Tuberculosis and Respiratory Diseases 2008; 65(6): 495-503.

Published online: 31 December 2008

DOI: https://doi.org/10.4046/trd.2008.65.6.495

Identification of DNA Methylation Markers for NSCLC Using Hpall-Mspl Methylation Microarray

Mi Hye Kwon, M.D.1, Go Eun Lee, M.D.1, Sun Jung Kwon, M.D.1, Eugene Choi, M.D.1, Moon Jun Na, M.D.1, Hyun Min Cho, M.D.2, Young Jin Kim, M.D.2, Hye Jung Sul, M.D.3, Young Jun Cho, M.D.4, Ji Woong Son, M.D.1

1Department of Internal Medicine, Konyang University School of Medicine, Daejeon, Korea.

2Department of Chest Surgery, Konyang University School of Medicine, Daejeon, Korea.

3Department of Pathology, Konyang University School of Medicine, Daejeon, Korea.

4Department of Radiology, Konyang University School of Medicine, Daejeon, Korea.

Address for correspondence: Ji Woong Son, M.D. Department of Internal Medicine, Konyang University Hospital, 685, Gasuwon-dong, Seo-gu, Daejeon 302-718, Korea. Phone: 82-42-600-8817, Fax: 82-42-600-9090, sk1609@hanmail.net

Received 9 October 2008       Accepted 19 November 2008

Copyright © 2008 The Korean Academy of Tuberculosis and Respiratory Diseases

Abstract

Background

Epigenetic alterations in certain genes are now known as at least important as genetic mutation in pathogenesis of cancer. Especially abnormal hypermethylation in or near promoter region of tumor suppressor genes (TSGs) are known to result in gene silencing and loss of gene function eventually.

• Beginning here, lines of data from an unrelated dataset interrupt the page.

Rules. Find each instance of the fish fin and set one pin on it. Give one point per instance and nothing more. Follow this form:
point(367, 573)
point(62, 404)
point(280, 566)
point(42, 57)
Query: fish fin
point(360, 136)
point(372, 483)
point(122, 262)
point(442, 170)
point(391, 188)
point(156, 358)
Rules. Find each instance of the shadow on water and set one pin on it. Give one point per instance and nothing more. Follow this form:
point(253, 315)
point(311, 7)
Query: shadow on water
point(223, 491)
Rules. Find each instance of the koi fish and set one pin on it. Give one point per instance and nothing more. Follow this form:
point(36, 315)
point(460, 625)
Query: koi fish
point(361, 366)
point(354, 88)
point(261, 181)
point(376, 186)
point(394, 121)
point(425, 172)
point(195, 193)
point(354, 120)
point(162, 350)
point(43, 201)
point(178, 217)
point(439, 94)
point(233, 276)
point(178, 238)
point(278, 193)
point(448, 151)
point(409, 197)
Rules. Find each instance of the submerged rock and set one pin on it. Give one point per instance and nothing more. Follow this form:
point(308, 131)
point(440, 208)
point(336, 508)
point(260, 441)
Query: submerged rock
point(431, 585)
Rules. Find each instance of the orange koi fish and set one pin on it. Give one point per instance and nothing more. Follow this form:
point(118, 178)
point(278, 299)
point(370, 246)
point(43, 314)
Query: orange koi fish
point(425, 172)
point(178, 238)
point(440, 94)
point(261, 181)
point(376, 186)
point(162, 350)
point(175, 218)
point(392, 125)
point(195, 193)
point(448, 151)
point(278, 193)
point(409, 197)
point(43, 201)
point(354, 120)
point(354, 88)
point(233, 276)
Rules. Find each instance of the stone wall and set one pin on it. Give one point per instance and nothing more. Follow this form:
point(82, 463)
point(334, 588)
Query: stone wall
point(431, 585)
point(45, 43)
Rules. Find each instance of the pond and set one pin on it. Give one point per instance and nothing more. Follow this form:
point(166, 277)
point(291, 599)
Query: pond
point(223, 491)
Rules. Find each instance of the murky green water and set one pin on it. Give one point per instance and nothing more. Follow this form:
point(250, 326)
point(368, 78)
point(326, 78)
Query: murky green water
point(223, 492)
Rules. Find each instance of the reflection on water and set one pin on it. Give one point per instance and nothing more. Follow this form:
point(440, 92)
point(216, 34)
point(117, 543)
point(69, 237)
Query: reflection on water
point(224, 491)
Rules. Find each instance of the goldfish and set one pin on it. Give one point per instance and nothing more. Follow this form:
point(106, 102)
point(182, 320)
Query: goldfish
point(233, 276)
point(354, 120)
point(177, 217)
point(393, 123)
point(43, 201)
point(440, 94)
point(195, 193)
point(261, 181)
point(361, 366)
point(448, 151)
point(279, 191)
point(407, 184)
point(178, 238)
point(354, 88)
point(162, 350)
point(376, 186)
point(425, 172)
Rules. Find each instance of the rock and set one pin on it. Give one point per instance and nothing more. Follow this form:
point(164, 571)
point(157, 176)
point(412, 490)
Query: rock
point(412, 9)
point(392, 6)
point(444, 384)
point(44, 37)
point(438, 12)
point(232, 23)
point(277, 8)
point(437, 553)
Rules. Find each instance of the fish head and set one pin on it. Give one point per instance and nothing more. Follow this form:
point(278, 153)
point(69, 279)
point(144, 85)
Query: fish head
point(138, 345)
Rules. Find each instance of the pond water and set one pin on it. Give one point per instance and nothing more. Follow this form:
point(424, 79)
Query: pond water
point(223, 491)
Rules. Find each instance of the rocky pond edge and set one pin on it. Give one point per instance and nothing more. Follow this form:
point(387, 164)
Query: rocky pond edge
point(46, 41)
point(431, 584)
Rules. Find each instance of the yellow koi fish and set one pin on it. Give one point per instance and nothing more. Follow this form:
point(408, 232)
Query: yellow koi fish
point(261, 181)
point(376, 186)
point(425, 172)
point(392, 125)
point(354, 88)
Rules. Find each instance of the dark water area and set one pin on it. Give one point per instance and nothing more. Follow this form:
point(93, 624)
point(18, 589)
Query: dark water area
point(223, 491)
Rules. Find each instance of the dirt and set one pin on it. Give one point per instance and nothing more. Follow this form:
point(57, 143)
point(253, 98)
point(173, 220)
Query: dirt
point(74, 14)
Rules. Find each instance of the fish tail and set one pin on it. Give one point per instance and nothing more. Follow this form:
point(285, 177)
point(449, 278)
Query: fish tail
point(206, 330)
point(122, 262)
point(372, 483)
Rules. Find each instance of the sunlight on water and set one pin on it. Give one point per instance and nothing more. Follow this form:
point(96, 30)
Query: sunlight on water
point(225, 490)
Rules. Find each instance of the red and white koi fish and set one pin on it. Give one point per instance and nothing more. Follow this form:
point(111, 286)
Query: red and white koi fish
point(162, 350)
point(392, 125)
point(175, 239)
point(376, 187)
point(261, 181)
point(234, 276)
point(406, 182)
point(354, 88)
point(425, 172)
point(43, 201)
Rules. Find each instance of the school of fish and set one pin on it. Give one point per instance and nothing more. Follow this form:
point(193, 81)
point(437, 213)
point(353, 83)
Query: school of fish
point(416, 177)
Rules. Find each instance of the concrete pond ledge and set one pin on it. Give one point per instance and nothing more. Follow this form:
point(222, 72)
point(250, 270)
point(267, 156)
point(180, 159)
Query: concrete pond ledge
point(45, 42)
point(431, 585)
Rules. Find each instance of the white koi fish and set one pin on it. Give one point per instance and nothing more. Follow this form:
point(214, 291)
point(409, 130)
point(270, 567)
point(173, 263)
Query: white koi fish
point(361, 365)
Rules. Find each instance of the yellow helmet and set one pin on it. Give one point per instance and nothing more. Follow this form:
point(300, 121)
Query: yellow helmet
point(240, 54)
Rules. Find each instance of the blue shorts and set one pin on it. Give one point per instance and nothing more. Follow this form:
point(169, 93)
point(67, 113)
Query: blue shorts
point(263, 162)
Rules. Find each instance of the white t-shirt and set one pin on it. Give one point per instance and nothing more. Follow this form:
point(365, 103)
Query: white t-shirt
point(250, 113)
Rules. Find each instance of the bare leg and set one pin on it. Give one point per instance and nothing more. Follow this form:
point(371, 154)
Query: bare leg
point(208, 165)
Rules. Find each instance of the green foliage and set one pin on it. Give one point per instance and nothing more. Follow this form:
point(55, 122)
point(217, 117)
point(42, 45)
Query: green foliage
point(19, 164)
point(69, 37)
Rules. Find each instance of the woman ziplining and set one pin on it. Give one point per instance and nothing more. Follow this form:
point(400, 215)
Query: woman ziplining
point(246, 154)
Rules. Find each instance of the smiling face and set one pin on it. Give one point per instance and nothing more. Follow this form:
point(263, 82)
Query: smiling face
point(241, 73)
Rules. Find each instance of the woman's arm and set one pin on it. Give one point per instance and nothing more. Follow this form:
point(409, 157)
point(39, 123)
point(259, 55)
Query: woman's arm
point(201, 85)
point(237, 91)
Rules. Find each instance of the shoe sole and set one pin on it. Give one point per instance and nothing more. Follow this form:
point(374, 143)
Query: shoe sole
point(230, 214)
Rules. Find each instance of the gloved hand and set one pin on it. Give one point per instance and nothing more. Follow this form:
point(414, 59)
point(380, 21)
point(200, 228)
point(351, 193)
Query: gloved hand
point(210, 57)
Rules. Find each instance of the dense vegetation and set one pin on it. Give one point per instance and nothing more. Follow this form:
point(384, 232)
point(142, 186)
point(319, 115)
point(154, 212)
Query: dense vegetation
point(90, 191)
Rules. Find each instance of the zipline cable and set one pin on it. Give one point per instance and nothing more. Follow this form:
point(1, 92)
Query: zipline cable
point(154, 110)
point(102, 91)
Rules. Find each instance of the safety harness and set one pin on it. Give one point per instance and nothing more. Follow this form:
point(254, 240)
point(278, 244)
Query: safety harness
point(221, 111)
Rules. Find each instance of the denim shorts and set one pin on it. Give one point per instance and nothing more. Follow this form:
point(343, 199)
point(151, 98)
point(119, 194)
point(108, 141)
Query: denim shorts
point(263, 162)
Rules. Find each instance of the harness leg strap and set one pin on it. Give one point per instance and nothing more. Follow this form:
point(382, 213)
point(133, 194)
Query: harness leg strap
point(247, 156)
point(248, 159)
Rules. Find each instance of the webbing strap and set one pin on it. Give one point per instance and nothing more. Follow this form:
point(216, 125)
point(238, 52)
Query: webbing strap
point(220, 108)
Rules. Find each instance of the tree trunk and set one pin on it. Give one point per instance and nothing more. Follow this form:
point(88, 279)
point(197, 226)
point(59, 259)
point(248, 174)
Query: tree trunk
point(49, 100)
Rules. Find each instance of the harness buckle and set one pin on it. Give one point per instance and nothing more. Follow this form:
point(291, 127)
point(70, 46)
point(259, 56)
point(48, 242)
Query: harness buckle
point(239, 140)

The authors tried to search for new lung cancer-specific TSGs which have CpG islands and HpaII sites, and are thought to be involved in carcinogenesis by epigenetic mechanism.

Methods

Tumor tissue and corresponding adjacent normal tissue were obtained from 10 patients who diagnosed with non small cell lung cancer (NSCLC) and underwent surgery in Konyang university hospital in 2005. Methylation profiles of promoter region of 21 genes in tumor tissue & non-tumor tissue were examined with HpaII-MspI methylation microarray (Methyl-Scan DNA chip®, Genomic tree, Inc, South Korea). The rates of hypermethylation were compared in tumor and non-tumor group, and as a normal control, we obtained lung tissue from two young patients with pneumothorax during bullectomies, methylation profiles were examined in the same way.

Results

Among the 21 genes, 10 genes were commonly methylated in tumor, non-tumor, and control group. The 6 genes of APC, AR, RAR-b, HTR1B, EPHA3, and CFTR, among the rest of 11 genes were not methylated in control, and more frequently hypermethylated in tumor tissue than non-tumor tissue.

Conclusion

In the present study, HTR1B, EPHA3, and CFTR are suggested as possible novel TSGs of NSCLC by epigenetic mechanism.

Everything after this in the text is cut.